Using oral and/or written historical materials, think about the way of life in your island entity in the early decades of the 20th century: how different was it from now? Be specific: what was the major economic activity(s)? What did most people do for a living?

What was the political status of your entity?


What was the level of technology, for example, for transportation?

 


 

Exercise 3: Oral History
Website: Memories

Working alone or with your friends use a tape or Mini-Disk recorder to interview an older relative or local elder, about their lives. Ask specific questions, such as:

Remembering WWII (if the interviewee is old enough), and/or the post-war years, and how things changed;

What major changes have they seen in their lives? You can use events from your chronology to prompt them, if necessary, to think about the impact of specific, larger-scale events like Independence or change of political status;

What sort of work did people do in the "old days" ? What did they do for food?

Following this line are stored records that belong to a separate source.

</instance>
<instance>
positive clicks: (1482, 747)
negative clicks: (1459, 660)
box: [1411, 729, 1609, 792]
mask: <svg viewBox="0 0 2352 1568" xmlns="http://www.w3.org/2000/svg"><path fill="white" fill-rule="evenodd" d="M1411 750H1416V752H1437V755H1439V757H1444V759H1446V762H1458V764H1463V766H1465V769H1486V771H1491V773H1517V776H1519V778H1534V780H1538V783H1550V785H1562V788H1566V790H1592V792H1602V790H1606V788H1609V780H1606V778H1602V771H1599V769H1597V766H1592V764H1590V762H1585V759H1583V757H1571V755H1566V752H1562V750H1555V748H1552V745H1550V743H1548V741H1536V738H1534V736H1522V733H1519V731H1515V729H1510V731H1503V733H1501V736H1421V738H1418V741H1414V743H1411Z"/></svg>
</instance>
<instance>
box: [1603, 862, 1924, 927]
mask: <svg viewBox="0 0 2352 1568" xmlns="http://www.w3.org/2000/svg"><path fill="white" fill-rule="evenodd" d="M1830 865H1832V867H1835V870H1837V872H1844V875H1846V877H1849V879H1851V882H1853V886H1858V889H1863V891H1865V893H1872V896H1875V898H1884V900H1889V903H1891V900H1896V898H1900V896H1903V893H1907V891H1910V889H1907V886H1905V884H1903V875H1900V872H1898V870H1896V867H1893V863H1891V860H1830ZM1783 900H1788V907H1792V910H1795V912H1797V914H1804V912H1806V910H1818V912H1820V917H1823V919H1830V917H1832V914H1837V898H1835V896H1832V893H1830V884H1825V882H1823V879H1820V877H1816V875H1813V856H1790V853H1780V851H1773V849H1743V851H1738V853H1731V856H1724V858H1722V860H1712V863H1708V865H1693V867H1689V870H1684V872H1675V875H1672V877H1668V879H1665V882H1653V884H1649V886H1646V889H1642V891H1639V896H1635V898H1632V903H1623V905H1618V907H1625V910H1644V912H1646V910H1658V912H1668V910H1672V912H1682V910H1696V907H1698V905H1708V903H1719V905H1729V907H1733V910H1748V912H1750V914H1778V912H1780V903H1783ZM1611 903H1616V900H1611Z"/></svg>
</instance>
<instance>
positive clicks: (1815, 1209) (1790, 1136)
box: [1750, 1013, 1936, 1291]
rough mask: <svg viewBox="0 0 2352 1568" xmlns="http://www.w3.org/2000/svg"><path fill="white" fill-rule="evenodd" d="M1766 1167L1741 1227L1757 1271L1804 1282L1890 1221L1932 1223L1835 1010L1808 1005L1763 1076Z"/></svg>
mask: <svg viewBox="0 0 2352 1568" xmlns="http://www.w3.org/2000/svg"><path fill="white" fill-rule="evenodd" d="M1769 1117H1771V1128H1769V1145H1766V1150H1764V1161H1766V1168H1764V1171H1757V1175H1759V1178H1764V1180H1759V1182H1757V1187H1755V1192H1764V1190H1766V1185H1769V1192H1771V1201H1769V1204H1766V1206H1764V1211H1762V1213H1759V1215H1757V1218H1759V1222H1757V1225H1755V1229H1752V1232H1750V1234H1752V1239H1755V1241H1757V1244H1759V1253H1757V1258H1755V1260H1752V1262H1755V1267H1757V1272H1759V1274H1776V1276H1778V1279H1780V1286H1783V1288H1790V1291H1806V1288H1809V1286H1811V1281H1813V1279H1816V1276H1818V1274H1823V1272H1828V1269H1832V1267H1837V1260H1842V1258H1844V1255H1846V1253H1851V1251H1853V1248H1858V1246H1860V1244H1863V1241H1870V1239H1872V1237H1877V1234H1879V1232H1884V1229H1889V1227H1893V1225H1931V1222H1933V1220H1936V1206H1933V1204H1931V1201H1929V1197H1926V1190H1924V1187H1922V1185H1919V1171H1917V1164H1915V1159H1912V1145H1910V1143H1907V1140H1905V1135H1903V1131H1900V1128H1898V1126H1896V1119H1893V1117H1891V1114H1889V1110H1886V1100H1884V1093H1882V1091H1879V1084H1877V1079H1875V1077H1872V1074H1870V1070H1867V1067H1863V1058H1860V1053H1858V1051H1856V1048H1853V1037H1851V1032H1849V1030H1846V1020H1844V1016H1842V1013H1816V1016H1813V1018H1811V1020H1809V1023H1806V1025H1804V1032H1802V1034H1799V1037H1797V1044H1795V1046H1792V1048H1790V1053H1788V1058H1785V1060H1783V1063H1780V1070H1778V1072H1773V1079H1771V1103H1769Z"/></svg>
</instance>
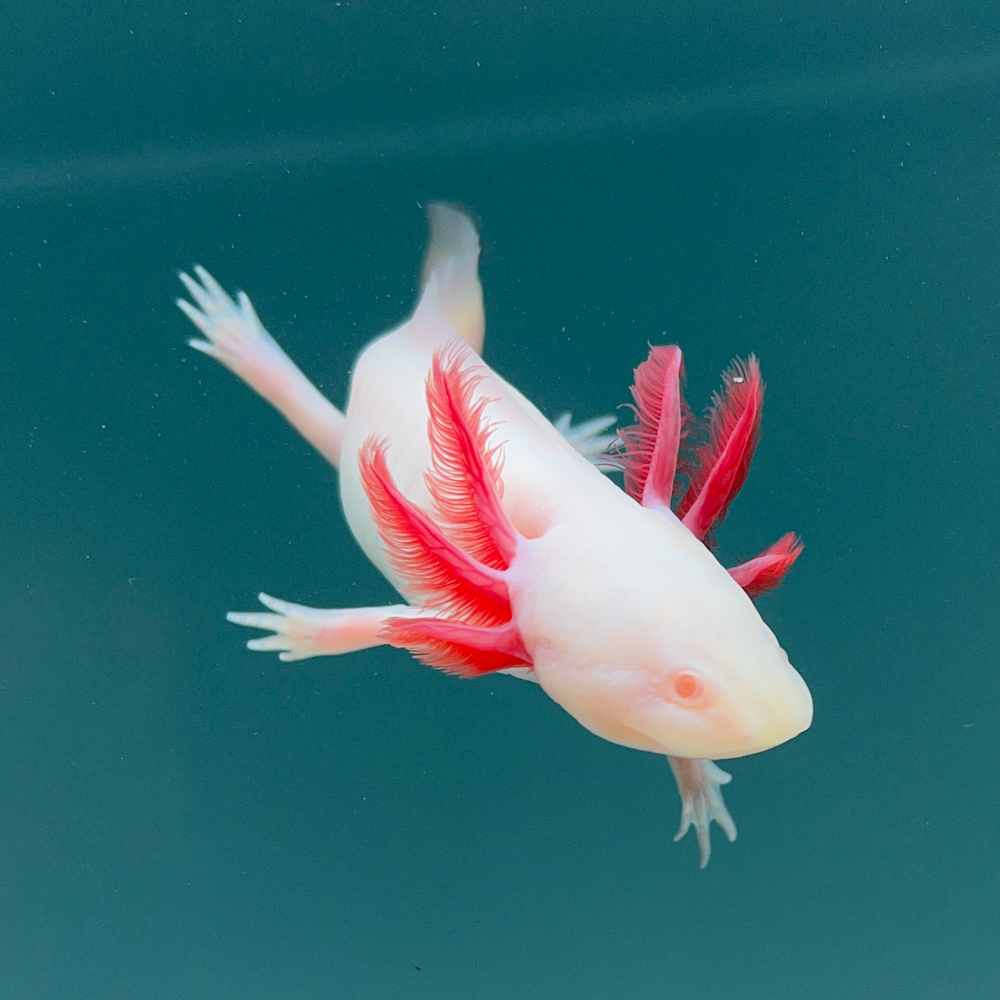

How did one get around the island?


Exercise 4: World War II and after
Website: Memories > WWII (if available)

If you obtained information about WWII in your area, compare these stories to those from other websites.

What about changes after the War? What were the major forces of change?

How effective have they been?


How much post-war change came from local, indigenous forces, and how much came from outside?


Exercise 5: Land Use

Using historical maps of your area (if available), discuss the changes of land use in your area for the period that your maps cover.

Put these changes into the context of the history you have seen in the previous exercises. Consider how historical forces manifest in actual changes on the land.